Pas si le visiteur qui l’accepte n’aurait de toute façon pas acheté l’offre principale au prix plein : le downsell capte une vente qui aurait été perdue, il ne remplace pas des ventes qui auraient eu lieu sans lui. C’est pour cette raison qu’il faut mesurer séparément les conversions issues du downsell — s’il cannibalise l’offre principale plutôt que de rattraper des refus, l’offre de repli est mal positionnée ou trop visible.
Faut-il toujours proposer un downsell après un refus ?
Non. Sur une offre déjà très accessible (un produit à faible prix, un essai gratuit sans engagement), un downsell apporte peu et complique le tunnel. Il est surtout utile sur des offres avec un prix ou un engagement suffisamment élevés pour que le prix soit une vraie objection — formations, accompagnements, abonnements annuels.

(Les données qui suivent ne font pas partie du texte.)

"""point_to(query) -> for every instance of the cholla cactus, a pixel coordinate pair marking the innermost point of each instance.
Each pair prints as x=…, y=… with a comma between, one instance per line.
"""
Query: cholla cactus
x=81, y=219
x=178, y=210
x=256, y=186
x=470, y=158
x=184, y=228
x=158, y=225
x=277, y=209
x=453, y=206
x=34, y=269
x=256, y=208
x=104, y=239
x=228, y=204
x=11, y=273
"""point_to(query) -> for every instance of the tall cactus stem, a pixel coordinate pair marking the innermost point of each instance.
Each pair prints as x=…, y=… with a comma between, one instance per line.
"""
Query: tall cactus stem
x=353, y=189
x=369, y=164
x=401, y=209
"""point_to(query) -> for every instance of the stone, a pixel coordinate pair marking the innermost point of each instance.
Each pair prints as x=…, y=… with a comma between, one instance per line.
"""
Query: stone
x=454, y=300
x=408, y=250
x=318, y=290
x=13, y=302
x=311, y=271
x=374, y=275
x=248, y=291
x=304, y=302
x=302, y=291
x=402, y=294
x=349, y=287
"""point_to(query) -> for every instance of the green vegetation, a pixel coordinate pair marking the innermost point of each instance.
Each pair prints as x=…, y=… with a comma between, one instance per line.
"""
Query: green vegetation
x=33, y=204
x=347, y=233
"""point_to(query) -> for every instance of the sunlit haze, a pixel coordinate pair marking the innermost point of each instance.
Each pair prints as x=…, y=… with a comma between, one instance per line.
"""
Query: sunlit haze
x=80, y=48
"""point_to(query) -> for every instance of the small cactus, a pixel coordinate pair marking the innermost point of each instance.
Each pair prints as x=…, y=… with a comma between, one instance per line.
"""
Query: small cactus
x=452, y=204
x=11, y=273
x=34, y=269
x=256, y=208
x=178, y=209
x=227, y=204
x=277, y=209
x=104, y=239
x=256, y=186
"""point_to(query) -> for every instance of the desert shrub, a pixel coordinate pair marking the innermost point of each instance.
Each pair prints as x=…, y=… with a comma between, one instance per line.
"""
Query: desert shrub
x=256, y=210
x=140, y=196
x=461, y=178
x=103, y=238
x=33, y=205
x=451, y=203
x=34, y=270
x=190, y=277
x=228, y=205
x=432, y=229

Combien de downsells peut-on enchaîner après un refus ?
Un seul, dans la grande majorité des cas. Au-delà, chaque offre supplémentaire use la patience du visiteur et donne au tunnel des allures de négociation forcée plutôt que de proposition commerciale claire.
Le downsell doit-il apparaître avant ou après l’upsell post-achat ?
Après. Le downsell est une réponse à un refus, donc il ne peut logiquement intervenir qu’une fois l’upsell (ou l’offre principale) explicitement décliné — le proposer avant reviendrait à anticiper un refus qui n’a pas encore eu lieu, et affaiblirait la présentation de l’offre initiale.